What about copy protection? What about Audio Unit support? What will real world performance be like in different use cases, not just the ones Apple chose to demo? There are loads of questions here that could hold back the pro market. Some we don’t even know to ask yet.
Not post-PC. But post-Intel? Maybe the easier prediction is this – whether you’re on Mac or Windows, the future is looking less like Intel. AMD’s Ryzen platform is blazingly fast – and actually it could be one reason PC users aren’t talking about abandoning x64. (Existing software runs on the Ryzen just as easily as on Intel – no switch like the one Apple requires here.)
Even on Windows, readiness for ARM mobile platforms has been about a decade in the making. On Linux, it’s even easier to swap to ARM.
Intel’s disappointing processor performance then starts to look like a deal-killer. Though I do tend to favor the Windows- or Linux-based PC approach for advanced creative tools. These OSes won’t make you choose. AMD’s x64 chips out-perform ARM and Intel? No problem, run that. Intel surprises us and leapfrogs AMD again? (It’s happened before.) Back to Intel. ARM is what you want? That’s an option, too.
Apple’s focus, though, means at least the promise that the Mac ARM transition could be seamless. And Apple has a real ace in the hole by letting developers target both iOS and macOS at the same time, with the same tools. So I think the ball is back in the court of the PC ecosystem to make its own cross-architecture experience a positive one for developers.

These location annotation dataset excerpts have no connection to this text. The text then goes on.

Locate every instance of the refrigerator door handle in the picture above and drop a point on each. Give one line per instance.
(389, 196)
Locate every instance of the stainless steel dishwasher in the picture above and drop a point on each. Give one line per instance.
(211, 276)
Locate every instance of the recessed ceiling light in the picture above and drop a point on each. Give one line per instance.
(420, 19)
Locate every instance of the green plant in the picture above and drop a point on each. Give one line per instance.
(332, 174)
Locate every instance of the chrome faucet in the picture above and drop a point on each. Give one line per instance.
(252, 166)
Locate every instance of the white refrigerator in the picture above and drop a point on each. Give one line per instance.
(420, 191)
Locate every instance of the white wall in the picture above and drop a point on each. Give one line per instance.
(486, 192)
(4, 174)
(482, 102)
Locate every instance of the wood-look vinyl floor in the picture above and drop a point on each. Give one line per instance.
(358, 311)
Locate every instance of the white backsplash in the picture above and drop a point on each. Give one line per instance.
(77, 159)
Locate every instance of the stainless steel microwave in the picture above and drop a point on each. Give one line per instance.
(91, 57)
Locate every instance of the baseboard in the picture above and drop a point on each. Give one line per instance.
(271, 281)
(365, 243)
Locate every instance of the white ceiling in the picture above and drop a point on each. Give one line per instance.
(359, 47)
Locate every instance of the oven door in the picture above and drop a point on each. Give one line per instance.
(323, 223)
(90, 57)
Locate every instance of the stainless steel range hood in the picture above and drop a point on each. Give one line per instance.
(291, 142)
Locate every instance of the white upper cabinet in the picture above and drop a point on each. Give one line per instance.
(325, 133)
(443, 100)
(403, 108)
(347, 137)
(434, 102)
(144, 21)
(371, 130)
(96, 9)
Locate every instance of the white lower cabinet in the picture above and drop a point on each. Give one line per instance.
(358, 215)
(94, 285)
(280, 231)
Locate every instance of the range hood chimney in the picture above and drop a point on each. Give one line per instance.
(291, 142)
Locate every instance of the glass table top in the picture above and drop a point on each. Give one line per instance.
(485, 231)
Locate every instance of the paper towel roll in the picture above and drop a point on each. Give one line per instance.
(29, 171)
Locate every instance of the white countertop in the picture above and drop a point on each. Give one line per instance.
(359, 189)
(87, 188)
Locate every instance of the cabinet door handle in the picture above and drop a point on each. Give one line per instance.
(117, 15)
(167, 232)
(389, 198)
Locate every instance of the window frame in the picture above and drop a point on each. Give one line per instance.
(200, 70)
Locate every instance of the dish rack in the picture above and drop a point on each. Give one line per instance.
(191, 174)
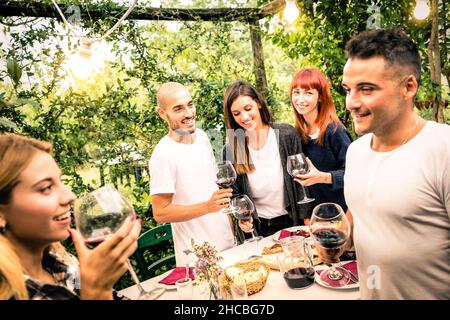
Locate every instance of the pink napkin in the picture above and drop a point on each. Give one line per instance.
(176, 274)
(287, 233)
(350, 266)
(284, 234)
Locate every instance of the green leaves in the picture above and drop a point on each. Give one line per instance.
(7, 123)
(14, 70)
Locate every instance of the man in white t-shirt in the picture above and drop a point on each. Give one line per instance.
(397, 178)
(182, 184)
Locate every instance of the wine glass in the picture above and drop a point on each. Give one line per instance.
(243, 209)
(330, 230)
(98, 215)
(296, 166)
(225, 178)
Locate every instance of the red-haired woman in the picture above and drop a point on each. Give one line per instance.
(324, 138)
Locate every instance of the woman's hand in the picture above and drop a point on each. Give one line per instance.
(219, 200)
(101, 267)
(246, 225)
(314, 176)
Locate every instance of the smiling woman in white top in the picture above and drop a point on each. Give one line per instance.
(258, 149)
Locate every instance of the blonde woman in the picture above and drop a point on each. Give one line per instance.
(34, 217)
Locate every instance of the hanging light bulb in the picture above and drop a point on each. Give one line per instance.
(80, 64)
(290, 12)
(422, 10)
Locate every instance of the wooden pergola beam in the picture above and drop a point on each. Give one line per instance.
(47, 10)
(250, 15)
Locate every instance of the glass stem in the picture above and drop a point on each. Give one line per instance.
(304, 192)
(135, 277)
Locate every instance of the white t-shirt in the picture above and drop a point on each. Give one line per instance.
(266, 182)
(188, 171)
(400, 201)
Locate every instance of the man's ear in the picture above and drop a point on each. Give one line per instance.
(410, 87)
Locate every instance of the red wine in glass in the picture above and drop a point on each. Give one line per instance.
(225, 178)
(331, 240)
(224, 183)
(330, 229)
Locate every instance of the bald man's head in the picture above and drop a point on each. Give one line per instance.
(166, 91)
(176, 107)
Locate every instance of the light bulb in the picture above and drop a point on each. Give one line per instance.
(290, 12)
(81, 63)
(422, 10)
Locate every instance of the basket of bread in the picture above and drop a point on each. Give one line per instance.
(253, 271)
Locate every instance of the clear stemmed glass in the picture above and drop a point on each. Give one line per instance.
(225, 178)
(98, 215)
(296, 166)
(243, 208)
(330, 230)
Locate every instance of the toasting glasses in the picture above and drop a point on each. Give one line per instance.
(98, 215)
(296, 166)
(225, 178)
(330, 229)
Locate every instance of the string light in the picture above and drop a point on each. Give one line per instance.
(81, 64)
(422, 10)
(290, 12)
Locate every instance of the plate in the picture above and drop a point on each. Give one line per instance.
(324, 284)
(276, 235)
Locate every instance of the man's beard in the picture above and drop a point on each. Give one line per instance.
(181, 131)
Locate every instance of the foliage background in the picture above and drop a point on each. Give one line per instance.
(89, 122)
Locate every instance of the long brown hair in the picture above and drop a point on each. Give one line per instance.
(311, 78)
(236, 136)
(16, 153)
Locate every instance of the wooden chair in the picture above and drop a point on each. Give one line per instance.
(152, 239)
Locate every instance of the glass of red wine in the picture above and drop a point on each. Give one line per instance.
(330, 230)
(243, 208)
(98, 215)
(296, 166)
(225, 178)
(295, 264)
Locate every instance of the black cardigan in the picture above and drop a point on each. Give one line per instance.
(289, 143)
(329, 158)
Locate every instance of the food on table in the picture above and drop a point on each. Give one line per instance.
(253, 271)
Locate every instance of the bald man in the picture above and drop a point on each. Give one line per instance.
(182, 184)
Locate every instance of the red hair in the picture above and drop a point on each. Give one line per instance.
(311, 78)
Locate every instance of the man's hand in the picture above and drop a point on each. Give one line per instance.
(246, 225)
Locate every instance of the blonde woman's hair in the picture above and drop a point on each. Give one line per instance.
(15, 154)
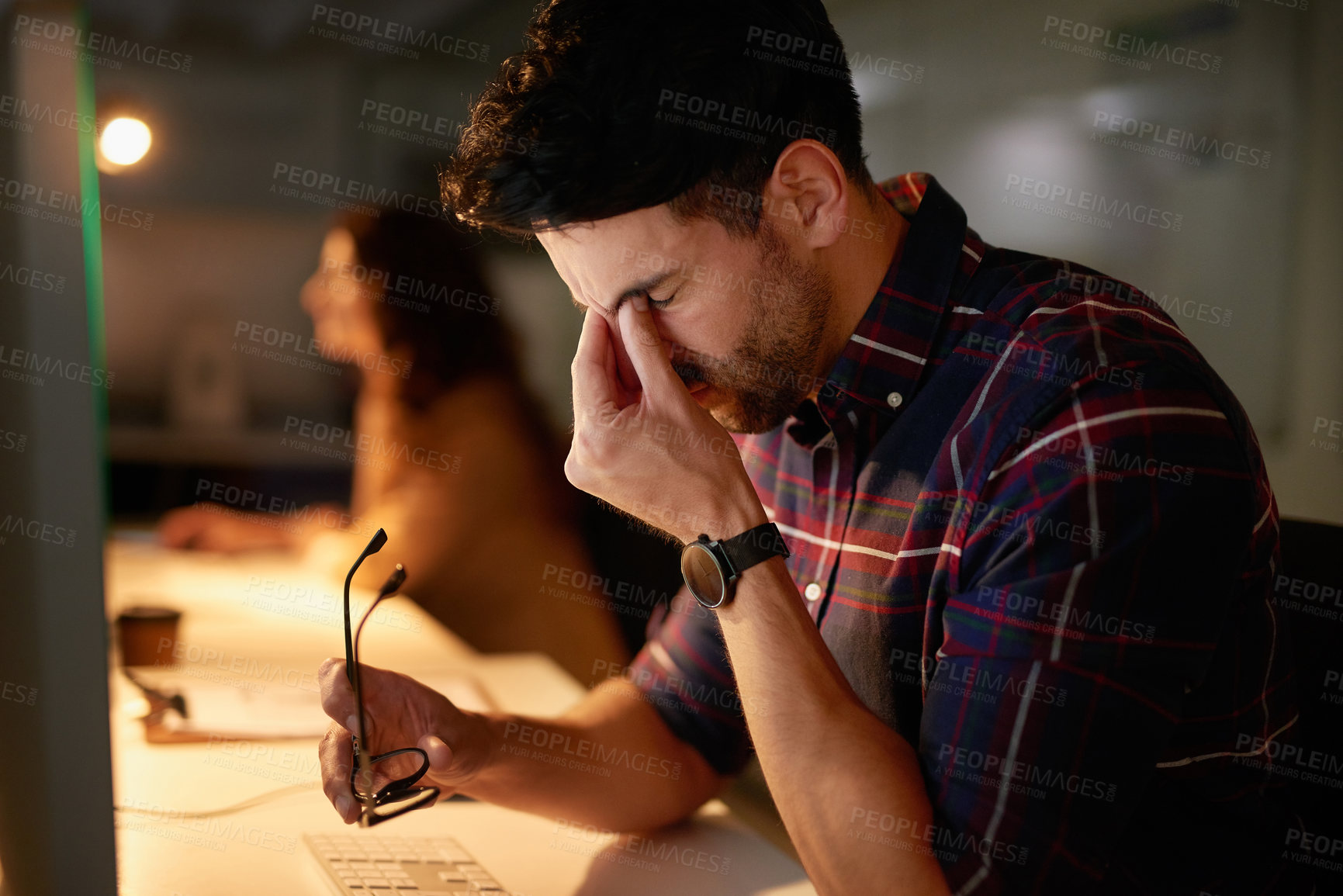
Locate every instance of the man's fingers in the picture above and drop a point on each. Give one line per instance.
(336, 756)
(648, 351)
(337, 696)
(439, 754)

Lock-in blues? Thanks to COVID-19 and social distancing, we can’t listen in on a crowded room full of developers to hear what’s getting cheers, and what’s getting – crickets. In some ways, that may be itself the most notable juxtaposition of today. (Check Twitter, then?)

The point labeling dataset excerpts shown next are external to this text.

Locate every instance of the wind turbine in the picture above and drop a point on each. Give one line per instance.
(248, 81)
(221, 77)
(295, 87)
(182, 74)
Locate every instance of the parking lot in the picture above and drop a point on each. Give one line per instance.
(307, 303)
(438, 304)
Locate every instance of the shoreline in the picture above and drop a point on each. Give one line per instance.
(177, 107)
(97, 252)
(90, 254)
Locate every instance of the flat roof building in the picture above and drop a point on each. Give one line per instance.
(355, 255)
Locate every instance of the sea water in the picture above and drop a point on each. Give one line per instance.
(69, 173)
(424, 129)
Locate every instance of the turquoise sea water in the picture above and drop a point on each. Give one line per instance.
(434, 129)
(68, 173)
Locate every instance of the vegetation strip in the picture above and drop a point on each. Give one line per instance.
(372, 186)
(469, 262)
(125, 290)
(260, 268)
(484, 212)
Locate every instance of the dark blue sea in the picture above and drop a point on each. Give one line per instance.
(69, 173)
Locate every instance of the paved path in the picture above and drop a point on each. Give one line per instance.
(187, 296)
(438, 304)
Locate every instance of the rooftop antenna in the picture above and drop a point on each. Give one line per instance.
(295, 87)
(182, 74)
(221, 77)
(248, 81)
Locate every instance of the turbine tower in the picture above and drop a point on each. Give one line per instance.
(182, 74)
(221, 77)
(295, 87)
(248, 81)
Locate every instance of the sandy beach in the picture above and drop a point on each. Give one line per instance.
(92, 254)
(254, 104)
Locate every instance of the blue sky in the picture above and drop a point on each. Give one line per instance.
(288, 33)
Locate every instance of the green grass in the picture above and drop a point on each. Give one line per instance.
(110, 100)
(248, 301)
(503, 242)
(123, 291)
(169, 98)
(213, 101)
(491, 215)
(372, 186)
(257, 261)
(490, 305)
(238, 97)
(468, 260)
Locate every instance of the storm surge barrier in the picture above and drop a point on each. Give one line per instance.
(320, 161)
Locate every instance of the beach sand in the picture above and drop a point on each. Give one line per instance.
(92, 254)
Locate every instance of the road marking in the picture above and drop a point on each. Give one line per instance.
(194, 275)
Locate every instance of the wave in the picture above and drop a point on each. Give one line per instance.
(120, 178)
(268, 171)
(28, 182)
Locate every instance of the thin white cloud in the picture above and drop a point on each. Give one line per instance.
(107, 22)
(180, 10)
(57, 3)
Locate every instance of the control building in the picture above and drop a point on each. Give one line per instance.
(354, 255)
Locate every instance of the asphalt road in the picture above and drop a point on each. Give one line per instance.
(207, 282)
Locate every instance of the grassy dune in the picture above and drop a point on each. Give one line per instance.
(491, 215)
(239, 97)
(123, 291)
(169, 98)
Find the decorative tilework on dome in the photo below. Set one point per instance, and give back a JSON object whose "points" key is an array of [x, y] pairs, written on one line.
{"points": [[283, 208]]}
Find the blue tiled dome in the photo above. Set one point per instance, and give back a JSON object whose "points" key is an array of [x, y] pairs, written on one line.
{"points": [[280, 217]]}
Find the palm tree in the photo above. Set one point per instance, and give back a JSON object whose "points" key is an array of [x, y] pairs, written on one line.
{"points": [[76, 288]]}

But this is a big ask from Apple at a tough time. The company has angered developers as it publicly humiliated one of them and pushes back on European regulatory reforms. So I think developers, even if they’re really enthusiastic about this new architecture’s future, will also have at the back of their mind some reservations about whether Apple will take a bite out of them. Previously:
And one more thing…
Will Apple cede use cases to the PC? The flipside of this is that Apple will now battle additional pressure to be seen as a pro platform. Now the days of saying the Mac is more and more like an iPad are literally backed up by the underlying Mac architecture being almost indistinguishable from the iPad.
And I’m skeptical. There’s a danger that Apple’s focus on system-on-a-chip will leave it making basically iPads with keyboards and mice, but lacking advanced computational powers that high-end PC architectures have. Just seeing one demo of Final Cut Pro X isn’t yet enough to convince anyone otherwise. We’ll know when we look back on this moment, years later.

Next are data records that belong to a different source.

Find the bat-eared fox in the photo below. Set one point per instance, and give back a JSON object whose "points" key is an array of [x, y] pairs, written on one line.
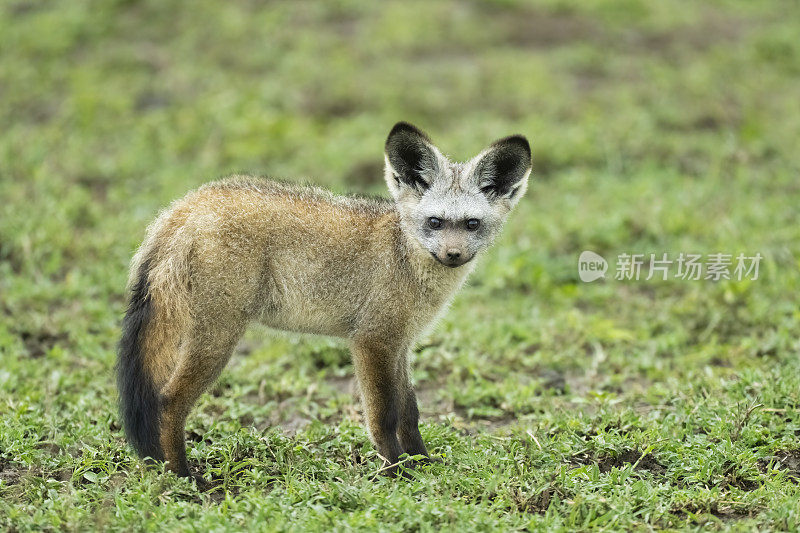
{"points": [[376, 272]]}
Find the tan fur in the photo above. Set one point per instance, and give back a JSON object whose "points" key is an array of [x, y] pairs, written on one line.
{"points": [[293, 258]]}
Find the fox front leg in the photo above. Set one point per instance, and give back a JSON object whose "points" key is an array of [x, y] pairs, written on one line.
{"points": [[377, 371], [408, 429]]}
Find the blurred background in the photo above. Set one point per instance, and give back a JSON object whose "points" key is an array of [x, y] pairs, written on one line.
{"points": [[656, 127]]}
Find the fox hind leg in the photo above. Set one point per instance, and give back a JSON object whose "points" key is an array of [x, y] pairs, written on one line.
{"points": [[206, 353]]}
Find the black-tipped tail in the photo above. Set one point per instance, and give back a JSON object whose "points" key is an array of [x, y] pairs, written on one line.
{"points": [[139, 402]]}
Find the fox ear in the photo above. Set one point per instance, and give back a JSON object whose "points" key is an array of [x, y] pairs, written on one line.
{"points": [[502, 170], [411, 159]]}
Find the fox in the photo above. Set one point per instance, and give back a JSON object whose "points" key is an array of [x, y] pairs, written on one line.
{"points": [[377, 272]]}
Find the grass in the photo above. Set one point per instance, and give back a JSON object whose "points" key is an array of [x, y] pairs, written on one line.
{"points": [[555, 404]]}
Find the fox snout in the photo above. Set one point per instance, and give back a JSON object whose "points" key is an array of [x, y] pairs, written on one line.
{"points": [[452, 257]]}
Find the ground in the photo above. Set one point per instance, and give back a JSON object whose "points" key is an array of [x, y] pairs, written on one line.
{"points": [[657, 127]]}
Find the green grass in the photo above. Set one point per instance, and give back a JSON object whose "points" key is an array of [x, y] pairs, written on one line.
{"points": [[555, 404]]}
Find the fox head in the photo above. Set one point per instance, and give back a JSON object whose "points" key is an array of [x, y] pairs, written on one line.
{"points": [[454, 210]]}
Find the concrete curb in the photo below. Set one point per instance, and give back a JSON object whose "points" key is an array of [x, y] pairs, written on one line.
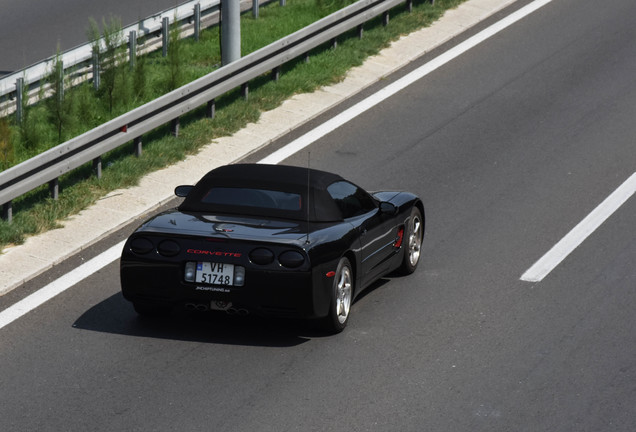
{"points": [[19, 264]]}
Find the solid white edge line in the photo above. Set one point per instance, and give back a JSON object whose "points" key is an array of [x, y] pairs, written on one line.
{"points": [[579, 233], [388, 91], [82, 272], [60, 285]]}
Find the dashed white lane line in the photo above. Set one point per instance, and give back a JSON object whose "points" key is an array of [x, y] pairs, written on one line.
{"points": [[579, 233], [388, 91], [85, 270]]}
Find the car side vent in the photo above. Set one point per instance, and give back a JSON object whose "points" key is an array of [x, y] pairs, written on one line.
{"points": [[168, 248], [291, 259], [261, 256], [141, 246]]}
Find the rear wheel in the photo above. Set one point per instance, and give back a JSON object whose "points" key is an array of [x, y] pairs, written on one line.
{"points": [[414, 236], [341, 298]]}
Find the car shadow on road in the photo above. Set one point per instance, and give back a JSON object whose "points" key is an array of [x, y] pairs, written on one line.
{"points": [[116, 315]]}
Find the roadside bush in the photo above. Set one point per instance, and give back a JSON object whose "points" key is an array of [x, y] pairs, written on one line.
{"points": [[7, 151]]}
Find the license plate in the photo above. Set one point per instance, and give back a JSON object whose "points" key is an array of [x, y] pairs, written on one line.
{"points": [[215, 273]]}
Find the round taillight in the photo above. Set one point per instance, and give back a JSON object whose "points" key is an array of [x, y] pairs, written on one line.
{"points": [[168, 248], [262, 256], [291, 259], [141, 246]]}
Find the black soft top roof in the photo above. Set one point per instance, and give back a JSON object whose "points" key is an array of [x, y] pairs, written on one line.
{"points": [[285, 178]]}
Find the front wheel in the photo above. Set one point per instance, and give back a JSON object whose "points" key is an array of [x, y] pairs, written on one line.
{"points": [[341, 298], [414, 236]]}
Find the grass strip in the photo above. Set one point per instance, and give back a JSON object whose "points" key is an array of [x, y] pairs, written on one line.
{"points": [[36, 212]]}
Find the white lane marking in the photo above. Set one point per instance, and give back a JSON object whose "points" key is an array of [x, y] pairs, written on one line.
{"points": [[60, 285], [65, 282], [388, 91], [579, 233]]}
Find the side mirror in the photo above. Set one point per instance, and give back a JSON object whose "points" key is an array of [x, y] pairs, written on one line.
{"points": [[388, 209], [182, 191]]}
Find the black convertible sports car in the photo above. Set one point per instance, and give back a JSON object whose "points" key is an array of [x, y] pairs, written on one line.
{"points": [[271, 240]]}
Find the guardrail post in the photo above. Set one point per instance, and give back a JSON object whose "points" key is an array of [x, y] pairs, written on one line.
{"points": [[60, 78], [97, 167], [210, 109], [7, 211], [95, 70], [132, 48], [197, 21], [54, 188], [19, 89], [165, 27], [230, 31], [254, 8], [138, 146], [174, 127]]}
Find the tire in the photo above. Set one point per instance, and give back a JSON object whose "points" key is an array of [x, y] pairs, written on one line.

But architectures aside, expect this to be mostly seamless. The main thing here is, whatever the architecture underneath, the user may not care. Apple will focus on its custom silicon; the PC ecosystem will focus on diversity. ARM or Intel / x64 – or GPU, or dedicated co-processor (as for machine learning) – users will choose whatever gives them the best price/performance, and developers will make sure their stuff runs.
The fact that there isn’t too much in the way of earth-shaking news here today is a good thing. It’s up to hardware vendors – Apple being one of them – to deliver good platforms. Creative app makers will prove whether or not we want to look at that screen and use software, and in that sense, nothing changes.